She took the stage carrying a glass of water with her, slung the strap of her Taylor over her shoulder and strummed a few simple chords, making sure all was in tune.
She smiled at the thin crowd who made up the audience for the evening, and suddenly, the room came to life. House music muted and her body swayed in soft motion like a lazy tide. The club echoed with her resounding voice as she picked the strings of her guitar. There was something poetic looming in the air; no sold-out crowd for the night, no line of fans or bombardment of voices and music. Simply a woman and her guitar, playing for the few early members of the audience, playing because it seemed like it’s what she loves.
Laura Jane Vincent opened the show on Monday at Test Pattern in Winston-Salem. And while the crowd was sparse, Vincent played and sang just as confidently as she would to a crowded room of raucous fans.
Usually taking the stage with her husband and drummer Dave Tippetts, it was only Vincent performing for the evening. The Moore County-based singer blends a mix of country and folk with a more contemporary style of ballads, powered by a ruggedly angelic voice reminiscent of Janis Joplin and Natalie Merchant, and could easily contest the talents of many popular singers. Though the promotion and crowd lacked for the incredible acts that are not Test Pattern’s usual forte, Vincent’s voice set a mellow, warm tone for the evening, almost hypnotic as she performed her songs.
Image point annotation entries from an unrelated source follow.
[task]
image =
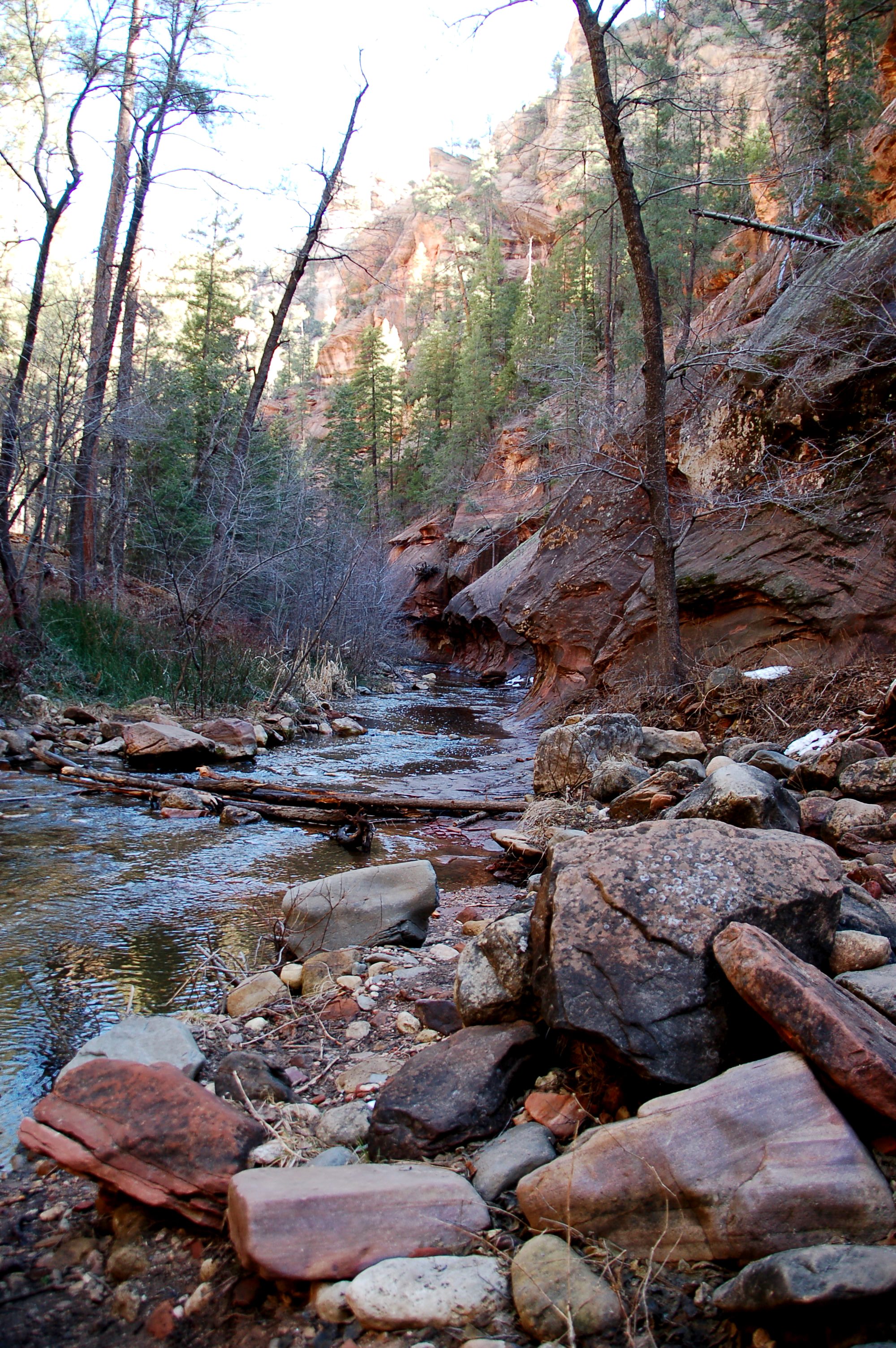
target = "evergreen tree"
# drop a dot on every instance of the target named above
(828, 81)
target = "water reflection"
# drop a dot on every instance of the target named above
(103, 902)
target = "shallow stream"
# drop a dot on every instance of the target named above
(104, 903)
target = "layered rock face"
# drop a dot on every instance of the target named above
(805, 564)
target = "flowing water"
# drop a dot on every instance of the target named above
(104, 903)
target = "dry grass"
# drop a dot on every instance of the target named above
(810, 696)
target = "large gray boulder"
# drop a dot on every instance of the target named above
(566, 755)
(624, 924)
(805, 1277)
(737, 793)
(164, 740)
(378, 903)
(137, 1038)
(494, 972)
(453, 1092)
(519, 1152)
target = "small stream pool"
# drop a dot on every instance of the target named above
(103, 903)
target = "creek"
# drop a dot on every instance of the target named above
(104, 903)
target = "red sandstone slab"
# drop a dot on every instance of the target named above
(848, 1040)
(319, 1223)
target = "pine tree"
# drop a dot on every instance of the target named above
(828, 81)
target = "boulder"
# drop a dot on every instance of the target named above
(872, 780)
(805, 1277)
(518, 1152)
(456, 1091)
(323, 1223)
(849, 1041)
(624, 924)
(558, 1111)
(755, 1161)
(876, 987)
(774, 764)
(653, 793)
(232, 738)
(437, 1291)
(321, 971)
(157, 740)
(347, 1126)
(255, 993)
(553, 1287)
(379, 903)
(185, 799)
(663, 746)
(859, 912)
(848, 816)
(246, 1072)
(149, 1132)
(138, 1038)
(612, 777)
(566, 755)
(859, 951)
(740, 795)
(494, 972)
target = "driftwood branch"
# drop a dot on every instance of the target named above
(779, 231)
(266, 797)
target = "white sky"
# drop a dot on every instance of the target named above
(292, 70)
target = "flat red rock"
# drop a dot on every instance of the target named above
(145, 1130)
(325, 1223)
(848, 1040)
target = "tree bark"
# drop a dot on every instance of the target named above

Vincent’s set contained many tracks from her latest LP . . . for a sweetheart from the south, which was recorded at Echo Mountain Studios in Asheville, the famed studio whose past clientele include such acts as Widespread Panic, the Avett Brothers, Zac Brown Band and Dawes.
Headlining the show for the night was singer-songwriter Joshua Tell. As the audience expanded only slightly, Tell and bandmates Jamie Velasco on lead guitar and stand-up bassist Pierce Black spread across the stage, settling in to a cool and smooth set.
Originally from Missouri, Tell now resides in Cologne, Germany, performing with his trio across Europe and the United States. The group is currently setting out on a US tour to promote its first record, a self-titled EP, which they released earlier this month.
Tell’s voice drifted above intricate finger-picked melodies in a style that pays homage to Phil Ochs and Mason Jennings, while containing the traditional narrative and story-telling paradigm of Appalachian and Ozark-based folk songs. The trio held a cool façade on stage, adorned in 1950s-style fedoras and worn leather boots as they played under the dim stage lights. Tell blended slow, mesmerizing ballads with upbeat tunes that even the meager crowd couldn’t help but to tap their feet to.
Test Pattern marked Tell’s second US show on his tour, which will cover 14 shows and eight states in just two weeks.
While the musicians for the evening were deserving of a greater audience and better promotion, the artists gave a solid and classy show. With swinging melodies and whiskey-smooth vocals, Joshua Tell is a hopeful talent in a waning tradition of contemporary folk storytellers, one that might just give the genre a much needed revival. And even with lean attendance and a club whose main attractions usually revolve around punk rock and metal shows, Vincent and Tell mark an honorable step for Test Pattern, giving a home to musicians who might otherwise not have a stage to perform.